Третьего октября с фронта вернулся фюрер и выступил с обращением к народу, в котором, к великому облегчению всех, объявил без каких-либо оговорок о полном крахе Советского Союза: «В эту минуту я обращаюсь к великому немецкому народу и уверенно заявляю, что враг на Востоке повержен и никогда не восстанет вновь. За спиной наших войск территория, которая в два раза превышает размеры рейха времен, когда я пришел к власти…» Как сообщали газеты, разрозненные остатки армии Тимошенко, оборонявшие Москву, были зажаты в котлах, армии Будённого на юге – разгромлены и хаотично развеяны по своим же бескрайним пространствам, дивизии Ворошилова – окружены в Ленинграде. Оставалось добить гидру.
Пивные гудели от празднований. Что ж, судя по всему, кошмар Германии – война на два фронта – скоро завершится, а вместе с ним испарится и тупое упорство англичан.
В ноябре в России ударили морозы.

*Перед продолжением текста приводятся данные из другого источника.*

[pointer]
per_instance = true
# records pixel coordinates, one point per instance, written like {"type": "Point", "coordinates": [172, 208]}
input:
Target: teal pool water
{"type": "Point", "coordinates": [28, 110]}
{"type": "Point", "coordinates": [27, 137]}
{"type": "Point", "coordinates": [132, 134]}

Наши по-прежнему были там.
В начале декабря вновь сообщили, что части вермахта фактически в Москве, в каких-то тридцати километрах от Кремля. Нужно было сделать последнее усилие.
Пятого декабря Красная армия перешла в контрнаступление.

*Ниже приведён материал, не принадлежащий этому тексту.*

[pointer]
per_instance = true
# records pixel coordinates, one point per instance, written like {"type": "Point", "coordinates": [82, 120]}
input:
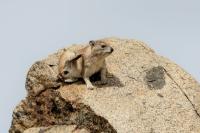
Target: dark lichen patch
{"type": "Point", "coordinates": [155, 78]}
{"type": "Point", "coordinates": [49, 108]}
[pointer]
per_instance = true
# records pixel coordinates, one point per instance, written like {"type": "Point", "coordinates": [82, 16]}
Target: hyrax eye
{"type": "Point", "coordinates": [66, 72]}
{"type": "Point", "coordinates": [103, 46]}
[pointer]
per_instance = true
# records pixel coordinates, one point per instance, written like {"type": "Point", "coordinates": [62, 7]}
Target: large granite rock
{"type": "Point", "coordinates": [147, 94]}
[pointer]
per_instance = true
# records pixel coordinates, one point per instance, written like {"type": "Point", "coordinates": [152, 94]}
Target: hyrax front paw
{"type": "Point", "coordinates": [103, 82]}
{"type": "Point", "coordinates": [91, 87]}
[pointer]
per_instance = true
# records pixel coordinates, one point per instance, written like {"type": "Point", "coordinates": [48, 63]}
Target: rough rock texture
{"type": "Point", "coordinates": [147, 94]}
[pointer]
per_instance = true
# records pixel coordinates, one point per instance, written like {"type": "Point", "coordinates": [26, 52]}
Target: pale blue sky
{"type": "Point", "coordinates": [32, 29]}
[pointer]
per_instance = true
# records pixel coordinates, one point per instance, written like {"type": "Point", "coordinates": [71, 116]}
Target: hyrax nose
{"type": "Point", "coordinates": [111, 49]}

Что ж, судя по всему, даже будучи окончательно разбитыми, русские отказывались это признавать и перли вперед, не считаясь с действительностью.
Сидя в одиночестве в ресторане, я пил ром, прислушиваясь к разговору за соседним столиком. Он становился все тише, и отдельные слова стали постепенно ускользать от меня, но и без них смысл был предельно ясен.

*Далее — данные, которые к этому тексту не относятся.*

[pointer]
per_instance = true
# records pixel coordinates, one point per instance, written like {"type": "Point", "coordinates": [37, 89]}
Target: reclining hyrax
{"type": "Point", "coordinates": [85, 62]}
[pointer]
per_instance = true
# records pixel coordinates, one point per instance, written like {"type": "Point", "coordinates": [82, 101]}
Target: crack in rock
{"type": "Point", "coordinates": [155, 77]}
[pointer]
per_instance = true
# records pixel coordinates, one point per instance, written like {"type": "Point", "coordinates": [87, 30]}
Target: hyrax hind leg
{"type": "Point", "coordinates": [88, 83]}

– Слышал, Фридрих? Наши терпят откровенное бедствие, но в газетах об этом ни слова. Все, что на колесах, еще в октябре завязло на размытых дорогах, они превратились в настоящие болота. Все машины тогда тонули в месиве из грязи по самую ось. Танки выводили из боев, чтобы вытаскивать из болот и трясин колесную технику с боеприпасами, уму непостижимо! Самолеты, вместо того чтобы сбрасывать боевые и снабженческие грузы, сбрасывали тросы и веревки. И все это ради того, чтобы после осеннего бездорожья вся техника окончательно застряла в снегах. Морозы колоссальные, Фридрих, снегопады сильнейшие, шипов для танковых тягачей нет. Солдатам приходится разводить костры под техникой, чтобы запустить двигатели. Топливо стынет, смазка твердеет, пулеметы отказывают, оружие не стреляет, отмороженные пальцы отваливаются, черт бы побрал эту чумную страну! Да что там, даже наши лошади оказались напрочь… немецкими, черт подери. Понимаешь, о чем я, дружище? В тяжелые орудия впрягли кобыл с пивоварен, а они, видишь ли, привыкли к сухим теплым стойлам и свежему овсу – половина из них передохла в болотах, вторая половина – в снегах, попросту не выдержав нагрузок. Гудериан просит о зимней одежде и теплых сапогах для солдат, но ничего не получает. Вместо того чтобы воевать, наши командиры вынуждены заниматься бытовыми хлопотами, добывать самое необходимое для полуголых солдат, чтобы они в этих диких ледяных просторах просто хотя бы выжили и… Вот же черт, Фридрих, я позабыл на службе портфель. Ты не закроешь счет?
Прикончив ром, я молча отставил пустой стакан и отправился домой.
Спустя несколько дней США официально объявили нам войну.